Back in July I got a new job working for a local charity. Since then I have learned so much about how the sector works, the vital needs it meets and the gaps it works to fill.
It has led me to become a volunteer myself for Doncaster Community Arts and it has convinced me that actually getting up and doing something is really important.
One of my all time favourite quotes is ‘when spider webs unite, they can tie up a lion’. If we all do a little bit, if we all offer our own experience, expertise and ideas into the pool, we can solve massive problems together.
I know I personally have been put off volunteering in the past because the process of getting registered seemed too long and drawn out, and I was never sure of exactly what I could expect.
Now I realise you don’t really need to be sure – just be sure of what you can offer. This could be anything at all.
Music, cleaning, graphic design, writing, organising a fundraiser, minute-taking at meetings – or even just setting up a small standing order.

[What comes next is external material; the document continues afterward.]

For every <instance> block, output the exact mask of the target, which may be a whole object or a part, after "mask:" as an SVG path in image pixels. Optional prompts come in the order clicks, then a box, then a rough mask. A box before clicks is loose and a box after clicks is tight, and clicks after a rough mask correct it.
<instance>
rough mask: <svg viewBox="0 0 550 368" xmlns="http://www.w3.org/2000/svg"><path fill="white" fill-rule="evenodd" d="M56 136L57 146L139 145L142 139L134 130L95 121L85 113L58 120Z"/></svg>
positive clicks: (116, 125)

It is vital that we all make an effort to support the third sector because without it a lot of people out there would be totally screwed, quite frankly. I’m not talking about a low standard of living here, I’m talking about having no home, no income and no one to talk to.
I believe that if you’re lucky enough to have the ability to help people beyond your immediate circle of family and friends, you absolutely must use that ability.
Here are 5 reasons to volunteer – I hope they motivate you to research groups, organisations and charities in your local area.
1. Develop skills in your area of expertise
The beauty of volunteering is that everyone is free to play to their strengths and bring something to the table. Everyone is good at something.
2. Gain new skills in a new area of expertise
The other beauty of volunteering is that you might end up discovering a hidden talent or passion
3. Mix with a diverse group of people
The charity I work for is a volunteer led organisation with over 200 volunteers. So, during meetings I get to collaborate with people of all ages, races and cultural backgrounds. Getting to know different people face to face is one of the best ways to keep an open mind.
4. Feel good about yourself
Whenever I do something good, even if it’s as small as giving a stranger directions, I’m left with a great sense of wellbeing. They say laughter is the best medicine but I think helping others is a close contender.
5. See the real bigger picture
The problem with our world’s problems is that they’re usually invisible. Before I started working for my charity I had no idea that the problem we work to solve even existed. More than that, it existed right under my nose. On the same streets I walk through every day.
It really brings home how dangerously easy it is to be ignorant.
If you’re thinking about volunteering or supporting a cause but don’t know where to start, some great organisations I know of are The Real Junk Food Project (there’s a lot of these popping up in most towns and cities now), the Big Issue North (I recently started buying the Big Issue and it’s the most interesting magazine I’ve ever read) and finally City of Sanctuary – again, there’s many of these across the country.
It’s also worth researching local arts, culture & theatre groups as they’re often in need of support.
Have you ever volunteered or thought about doing so?